In Sehore, high levels of institutional births (81%) and antenatal tetanus vaccination (90%) [19] are evidence that health care across the perinatal period is available and accessible. Thus, using the maternal health infrastructure as a foundation for provision of maternal mental health care is worth considering. However, the quality of care is highly variable across publicly-funded health clinics in India, and inappropriate care could either trigger or exacerbate mental distress. Qualitative research can be used to establish where and from whom affected women prefer to receive depression services, and economic modelling can be used to estimate the cost–benefit associated with different service models.

Strengths of this analysis include the pooling of representative samples of perinatal women recruited from the communities and facilities of Sehore District, and use of a standardized screening tool. We must note some limitations of this study. As a secondary analysis of two parent studies, we had to use proxy measures which do not necessarily perfectly capture the underlying construct (i.e. housing quality for socioeconomic status, and parity for gender preference), and may explain the absence of associations.
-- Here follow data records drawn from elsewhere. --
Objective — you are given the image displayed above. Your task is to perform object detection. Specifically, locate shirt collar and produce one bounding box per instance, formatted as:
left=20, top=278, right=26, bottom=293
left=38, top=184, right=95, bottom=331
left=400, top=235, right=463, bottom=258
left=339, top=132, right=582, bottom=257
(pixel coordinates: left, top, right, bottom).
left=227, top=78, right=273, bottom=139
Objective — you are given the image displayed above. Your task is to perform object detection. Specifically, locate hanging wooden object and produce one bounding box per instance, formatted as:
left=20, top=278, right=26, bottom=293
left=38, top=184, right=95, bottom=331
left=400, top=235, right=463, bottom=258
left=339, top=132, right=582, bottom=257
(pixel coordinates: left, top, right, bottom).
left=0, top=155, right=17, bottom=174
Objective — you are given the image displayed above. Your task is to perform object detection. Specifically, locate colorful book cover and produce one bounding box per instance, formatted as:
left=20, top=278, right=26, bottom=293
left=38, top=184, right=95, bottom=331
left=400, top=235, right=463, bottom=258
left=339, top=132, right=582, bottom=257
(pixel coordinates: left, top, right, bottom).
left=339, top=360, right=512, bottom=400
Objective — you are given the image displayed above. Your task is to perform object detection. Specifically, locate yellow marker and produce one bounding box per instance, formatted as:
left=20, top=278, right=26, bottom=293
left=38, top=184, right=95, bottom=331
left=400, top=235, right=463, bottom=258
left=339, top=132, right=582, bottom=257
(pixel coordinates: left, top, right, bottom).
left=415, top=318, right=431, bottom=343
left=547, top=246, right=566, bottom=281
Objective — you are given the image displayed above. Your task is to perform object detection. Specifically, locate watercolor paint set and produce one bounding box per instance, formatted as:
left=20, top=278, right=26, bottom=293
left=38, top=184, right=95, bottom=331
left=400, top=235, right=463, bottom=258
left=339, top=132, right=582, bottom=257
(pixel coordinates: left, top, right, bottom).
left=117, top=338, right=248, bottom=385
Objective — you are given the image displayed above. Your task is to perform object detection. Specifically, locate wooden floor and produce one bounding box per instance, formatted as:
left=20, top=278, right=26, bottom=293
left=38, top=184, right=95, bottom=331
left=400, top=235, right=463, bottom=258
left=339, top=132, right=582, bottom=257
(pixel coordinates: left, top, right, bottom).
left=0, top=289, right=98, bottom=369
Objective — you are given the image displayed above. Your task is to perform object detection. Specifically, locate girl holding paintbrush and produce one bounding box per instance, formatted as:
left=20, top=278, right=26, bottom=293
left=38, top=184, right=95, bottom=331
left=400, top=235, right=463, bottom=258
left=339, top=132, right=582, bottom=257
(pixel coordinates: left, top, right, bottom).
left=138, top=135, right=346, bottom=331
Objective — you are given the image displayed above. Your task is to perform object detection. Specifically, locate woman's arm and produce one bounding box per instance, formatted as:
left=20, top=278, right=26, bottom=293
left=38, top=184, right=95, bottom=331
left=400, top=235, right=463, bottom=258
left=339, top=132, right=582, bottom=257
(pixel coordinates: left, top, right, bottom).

And as a sub-group analysis from a larger sample, our statistical power to detect weaker associations was limited by sample size, particularly for the change in care seeking and for change in clinical detection. In addition, the proportion of women who screen positive on the binary PHQ9 measure should be interpreted with caution. As with any screening tool, misclassification is likely. We mitigated against this misclassification by also analysing the PHQ9 score as a continuous measure. Even for the continuous measure, the Cronbach’s alpha of 0.67 is a potential concern, highlighting the need to adapt a Hindi-specific screening tool for depression. Yet it is worth noting the strong association of the PHQ9 with WHODAS, which is evidence of concurrent validity. Another important limitation concerns the use of the voting registration list as a sampling frame for the Community Study. A 2018 report from the Election Commission of India [40] reveals that 61% of eligible voters in Madhya Pradesh state were registered, and that factors like pregnancy, lactation and disability make women less likely to be registered. As such, we certainly underestimated the proportion of depression screen positives in the Community Study. Further, some of the associations observed here may not be generalizable to women who were not registered to vote, as they were systematically different from voters.

Conclusions

This study highlights the key risk groups for perinatal depression—i.e. age 18–22 years, pregnant, higher disability, facility attendee—for whom mental health care should be made a priority. A recent trial demonstrated that, with training and supervision, lay health workers can deliver a manualized and adapted version of cognitive behavioural therapy to reduce depression symptoms among non-pregnant primary care attendees in India [41]. A follow up trial aims to evaluate whether peer health volunteers can do the same among pregnant women [42]; a positive result will be an impetus to promote lay counselling as a means of achieving the goals of new Mental Health Policy and Mental Healthcare Act. With adequate training and supervision, nurses and ASHA workers, who are the mainstay of national maternal and child health program in India, can be capacitated to screen vulnerable mothers and provide psychosocial interventions as indicated. In the recently published Disease Control Priorities Network, integration of mental health services into the maternal healthcare platform is recommended as being evidence-based and cost-effective [43]. Epidemiological evidence generated by this study, as well as new evidence on peer-delivered interventions for perinatal depression, must be utilized by policy-makers to prioritize mental health services for mothers along with maternal and child health services.